HELENA — Longtime Helena distance runner Tor Gundmunsen’s mind-boggling training regimen consists of almost superhuman proportions.

Gudmundsen runs seven days a week, 365 days a year. He runs at 5 a.m. during work days, and he averages 85-90 miles per week.

"Last year I logged about 4,500 miles, and I have not missed a day of running for 12½ years, since Nov. 6 of 2006," Gudmensen, 55, said. "Yes, I love running."
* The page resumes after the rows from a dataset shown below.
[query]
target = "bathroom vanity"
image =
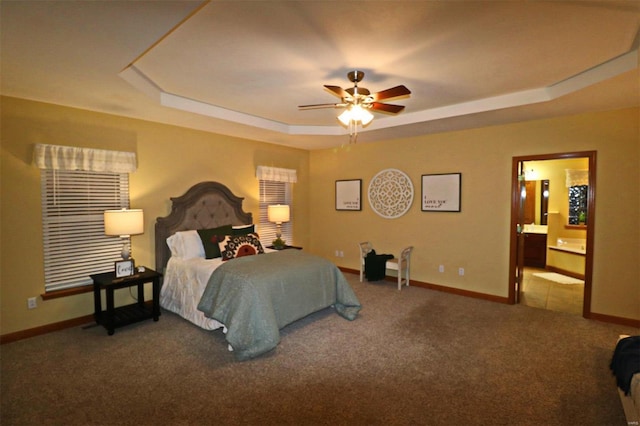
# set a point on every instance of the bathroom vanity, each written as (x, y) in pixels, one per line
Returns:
(535, 249)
That love/obsession recently propelled Gudmundsen to victory at one of the country’s most prestigious ultramarathons: the 100-mile Grandmaster Ultra, in Littlefield, Arizona. Gudmunsen captured the Grandmaster championship – which is for runners over 50 years old – clocking a time of 17 hours, 42 minutes, 34 seconds.

Gudmundsen, competing in his debut at 100 miles, beat runner-up Andrew Locher (Henderson, Nevada) by nearly 7½ hours. Locher, 52, was timed in 26:19:20, ahead of third-place finisher Linda DeWeese (Inyokem, California), 62, at 26:39:30. There were 34 contestants at the starting line, with only 21 finishing the race.

And perhaps no one was more surprised with his title than the Capital City athlete himself.

"This win is so far beyond what I thought I’d be able to do," said Gudmundsen, whose time ranks No. 5 in the nation in 2018-19, and is the fastest for 55 or over. "I obviously didn’t think I’d be able to do anything close to that in my first try at a 100-miler, if ever.

"The key to success, or failure, in Ultras is proper fueling. For the Grandmaster, I took in 4,450 calories - Perpetuem, Heed and some gels, plus 450 ounces of liquids, from Hammer Nutrition out of Whitefish."

The Norway native had to overcome several obstacles during his 17½-hour run, including encounters with a barbed-wire fence at Mile 3 and at Joshua Tree at Mile 16. He experienced a few rock trips, as well, during the "rugged 6-mile sections," on Miles 3-9 of the four, 25-mile loops.

"(Also) an initial panic at Mile 91 when the lights went dark — and it’s (pitch black) dark in the desert — when I least expected it," said Gudmundsen, when he inadvertently swapped a dead battery in his head lamp. "But the spare battery was quickly installed and I dimmed the lights enough to make sure it would last the remaining two hours."

Gudmundsen grew up in Raufoss, Norway, where he competed at Orienteering, a sport moving at speed whilst requiring navigational skills using a map and compass to navigate from point to point in diverse and usually unfamiliar terrain.

He spent one year as a foreign exchange student at Flathead High before attending Montana Tech. Gudmundsen ran cross country and track for both the Braves and the Orediggers. He moved to Helena in 1990.

From 2005-10, Gudmundsen competed in numerous Orienteering races, garnering six U.S. National age-group medals, highlighted by the 2010 national championship. He has participated in multiple Le Grizz 50-mile runs, with his best time of 6:23:17 coming in his first Ultra attempt, when he placed runner-up overall in 2011.

A month before the Grandmaster, Gudmundsen placed second overall (first male) in the 52-mile Coldwater Rumble ultra at Phoenix, with a time 8:56:56.

Besides those career highlights previously mentioned, Gudmundsen considers competing against legends of the sport, along with having his wife and daughter being his "crew," as the "best parts" of racing.

At the Coldwater, Arnulfo Quimare of "Born to Run" fame was in the field, and at the Grandmaster, "running royalty" Gordy Ainslaugh and Ann Trason, finished 16th and 21st.

"I’m very fortunate to have either my wife Terri, or my daughter Erica, and sometimes both, crew for me at the Ultras," he said. "It is definitely the key for these long races to have a good support crew that knows what you need and what to say.

"My daughter took time off work from the Red Cross to join me to crew for the Grandmaster, and the reward for the great crew work was a Backstreet Boys concert in Las Vegas (afterwards)."